Our tramp got off to an interesting start with Craig educating me in the week leading up to the tramp on what to do if I was ever chased by a bear since we had been talking about his Alaska trip. I was seriously hoping I would never have to put his advice into action. Although according to some entries in the Waiopehu Hut intentions book, there’s a pack of bears roaming the Tararuas chasing unassuming trampers up the hill and these bears have probably migrated to the Ruahines since!
On Friday night we all walked to Alice Nash Heritage Lodge. The DoC website had stated that there were two slips 10 minutes from the carpark which were very difficult to negotiate. After 20 minutes of walking we decided our MF group was either going very slowly or the slips had been cleared already and the website had not been updated since (it was the latter).
On Saturday we headed up to Tunupo. The snow was below bushline but wasn’t too deep, so luckily I couldn’t partake in my favourite past-time of continuously sinking knee-deep into snow. Once we got above bushline we all took turns at the tiring work of trail blazing.
As we approached the summit of Tunupo it was getting very windy and very cold in the exposed places. On the summit of Tunupo we had sleet peltering straight at us almost horizontally and visibility was very limited. It was here that common sense prevailed and we then made the decision to turn around because we were going to be spending the next few hours wandering along the tops directly into the sleet and fierce wind while making slow progress due to the snow. After snapping a photo on the summit as evidence of the peak we had just bagged, we headed back down to Alice Nash Heritage Lodge. On reaching the hut we were very fortunate that it was occupied by some hunters who had a much appreciated roaring fire going for us to defrost.

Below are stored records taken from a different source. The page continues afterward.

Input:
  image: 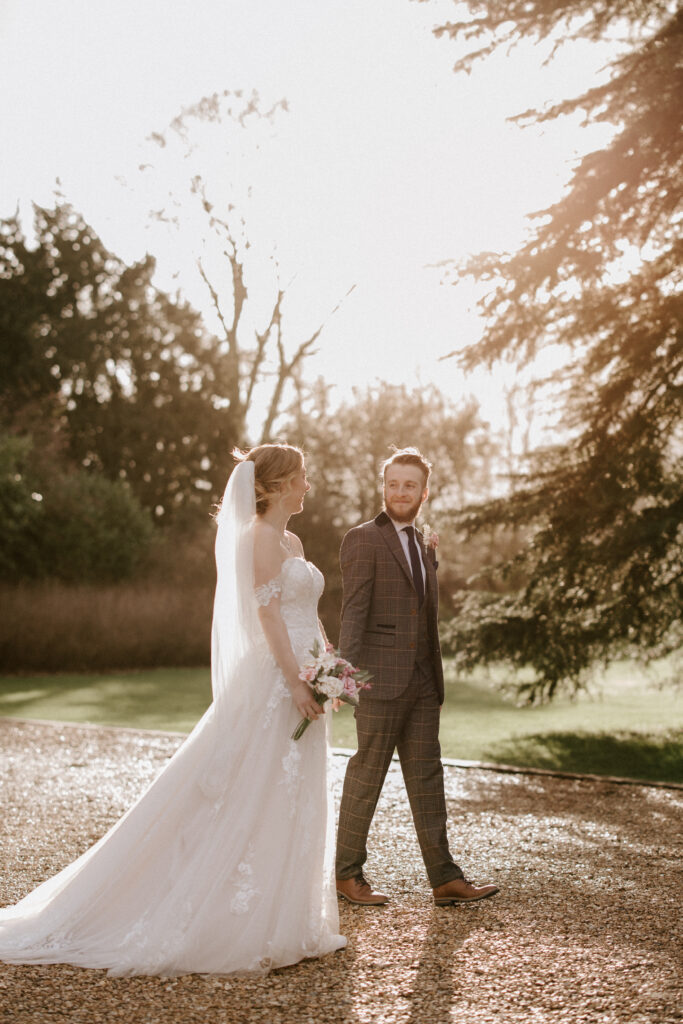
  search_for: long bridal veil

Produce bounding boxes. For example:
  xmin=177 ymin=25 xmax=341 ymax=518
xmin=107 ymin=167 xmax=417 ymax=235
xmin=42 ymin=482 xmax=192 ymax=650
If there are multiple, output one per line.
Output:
xmin=0 ymin=462 xmax=345 ymax=976
xmin=211 ymin=461 xmax=260 ymax=711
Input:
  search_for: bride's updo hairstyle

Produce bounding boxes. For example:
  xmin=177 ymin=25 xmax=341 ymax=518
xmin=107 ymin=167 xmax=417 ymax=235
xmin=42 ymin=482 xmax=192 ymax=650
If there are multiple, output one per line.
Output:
xmin=232 ymin=443 xmax=303 ymax=515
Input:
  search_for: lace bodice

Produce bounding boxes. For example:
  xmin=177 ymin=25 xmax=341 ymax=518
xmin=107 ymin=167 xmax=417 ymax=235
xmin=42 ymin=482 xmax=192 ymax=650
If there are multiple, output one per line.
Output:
xmin=255 ymin=555 xmax=325 ymax=633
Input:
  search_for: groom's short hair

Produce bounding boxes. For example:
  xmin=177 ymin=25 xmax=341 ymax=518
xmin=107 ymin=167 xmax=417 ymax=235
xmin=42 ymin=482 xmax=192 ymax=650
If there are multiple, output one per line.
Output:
xmin=382 ymin=444 xmax=432 ymax=487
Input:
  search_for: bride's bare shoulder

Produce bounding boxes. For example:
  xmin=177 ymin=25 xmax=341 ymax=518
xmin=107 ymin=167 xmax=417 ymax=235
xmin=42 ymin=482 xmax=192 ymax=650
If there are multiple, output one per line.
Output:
xmin=285 ymin=529 xmax=304 ymax=558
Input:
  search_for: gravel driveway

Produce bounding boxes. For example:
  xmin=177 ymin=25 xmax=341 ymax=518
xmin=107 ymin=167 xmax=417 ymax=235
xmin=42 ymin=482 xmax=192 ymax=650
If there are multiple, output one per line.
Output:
xmin=0 ymin=719 xmax=683 ymax=1024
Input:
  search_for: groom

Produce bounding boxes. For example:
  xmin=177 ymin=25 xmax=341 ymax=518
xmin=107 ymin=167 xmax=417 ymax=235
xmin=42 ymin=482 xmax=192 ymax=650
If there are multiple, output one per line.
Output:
xmin=336 ymin=447 xmax=498 ymax=906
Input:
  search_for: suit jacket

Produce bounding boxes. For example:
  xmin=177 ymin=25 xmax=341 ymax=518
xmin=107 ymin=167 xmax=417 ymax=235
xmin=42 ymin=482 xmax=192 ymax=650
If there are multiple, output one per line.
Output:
xmin=339 ymin=512 xmax=443 ymax=702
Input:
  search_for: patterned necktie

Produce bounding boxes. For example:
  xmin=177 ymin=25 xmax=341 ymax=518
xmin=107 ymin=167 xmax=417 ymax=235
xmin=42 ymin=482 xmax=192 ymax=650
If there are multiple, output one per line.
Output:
xmin=403 ymin=526 xmax=425 ymax=604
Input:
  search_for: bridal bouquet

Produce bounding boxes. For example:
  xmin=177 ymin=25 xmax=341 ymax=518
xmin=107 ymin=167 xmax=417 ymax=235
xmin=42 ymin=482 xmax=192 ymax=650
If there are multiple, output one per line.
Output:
xmin=292 ymin=640 xmax=372 ymax=739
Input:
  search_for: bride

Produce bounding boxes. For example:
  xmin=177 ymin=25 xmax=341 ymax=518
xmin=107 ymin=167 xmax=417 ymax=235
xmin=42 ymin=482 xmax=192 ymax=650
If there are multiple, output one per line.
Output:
xmin=0 ymin=444 xmax=346 ymax=976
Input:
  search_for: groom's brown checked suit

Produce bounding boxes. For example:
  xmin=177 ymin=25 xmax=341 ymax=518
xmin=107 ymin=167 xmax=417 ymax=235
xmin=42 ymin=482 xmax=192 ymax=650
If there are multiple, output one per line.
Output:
xmin=336 ymin=512 xmax=463 ymax=888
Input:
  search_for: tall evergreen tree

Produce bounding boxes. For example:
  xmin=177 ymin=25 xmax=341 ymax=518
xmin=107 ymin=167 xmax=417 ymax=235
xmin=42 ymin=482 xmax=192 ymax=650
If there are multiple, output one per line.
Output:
xmin=428 ymin=0 xmax=683 ymax=698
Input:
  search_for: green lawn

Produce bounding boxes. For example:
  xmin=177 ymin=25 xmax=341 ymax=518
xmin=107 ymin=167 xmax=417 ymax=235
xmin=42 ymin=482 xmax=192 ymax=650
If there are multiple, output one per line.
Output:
xmin=0 ymin=663 xmax=683 ymax=782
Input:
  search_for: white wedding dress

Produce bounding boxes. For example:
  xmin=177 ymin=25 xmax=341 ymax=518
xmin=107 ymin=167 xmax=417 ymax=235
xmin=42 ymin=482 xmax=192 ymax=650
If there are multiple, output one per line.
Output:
xmin=0 ymin=471 xmax=346 ymax=976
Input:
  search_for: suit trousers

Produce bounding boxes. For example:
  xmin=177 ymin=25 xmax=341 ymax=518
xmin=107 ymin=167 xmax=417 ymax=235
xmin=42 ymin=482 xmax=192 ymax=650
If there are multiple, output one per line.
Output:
xmin=336 ymin=663 xmax=463 ymax=889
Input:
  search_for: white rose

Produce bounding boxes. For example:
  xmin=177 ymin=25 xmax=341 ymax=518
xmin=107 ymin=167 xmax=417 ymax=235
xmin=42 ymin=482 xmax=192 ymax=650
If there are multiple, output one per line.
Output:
xmin=319 ymin=652 xmax=337 ymax=673
xmin=316 ymin=676 xmax=344 ymax=697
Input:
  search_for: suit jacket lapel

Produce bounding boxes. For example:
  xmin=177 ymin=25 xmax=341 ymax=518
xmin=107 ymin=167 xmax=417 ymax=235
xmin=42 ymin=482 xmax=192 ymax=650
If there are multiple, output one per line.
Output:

Dinner brought some challenges. Half-way through dinner the gas stove went out and we realised the gas canister was now empty. I had felt that this MF trip needed some additional challenges and had placed the new gas canister I had brought for the trip next to some half empty ones and had mistakenly picked up one of the half-empty ones.
Luckily, Craig had his little stove, but it was not really designed for such a big billy. However, a bit of skilled manipulation from Craig, Mike and Alastair did the trick. This was probably a good thing otherwise I probably would have been sent out to hunt for an alternative dinner.
The hunters we were sharing the hut with provided some interesting conversations covering everything from how wonderful Kathmandu was to 1080 poisoning which Craig very skilfully diverted. They also felt very sorry for Craig and Mike who had chosen to sleep out on the porch, despite my reassurances that they habitually slept on hut porches, regardless of the season. As it turned out Craig and Mike made a very wise decision because the hut ended up like a sauna during the night since one of the young hunters had only brought a emergency blanket to kip under so was keeping the fire roaring all night.
On Sunday morning we went for a wander down to the river to pass the time until the other two groups turned up. We thought the Medium trip would have not made it to Top Gorge hut due to the weather conditions and would have spent the night at Iron Gate, so we were expecting them back around midday. Sure enough right on schedule they turned up.
However, to maintain our reputation as a MF tramp we told all sorts of stories about our tramp; it ended up sounding like the four of us had all been on separate trips. Unfortunately the M and EM group didn’t quite buy our story that we were so efficient that we had done the entire loop around to Longview and Leon Kinvig and made it back in time to the hut for lunch. Some light-heartened ribbing ensued when they realised that they had both walked longer than us.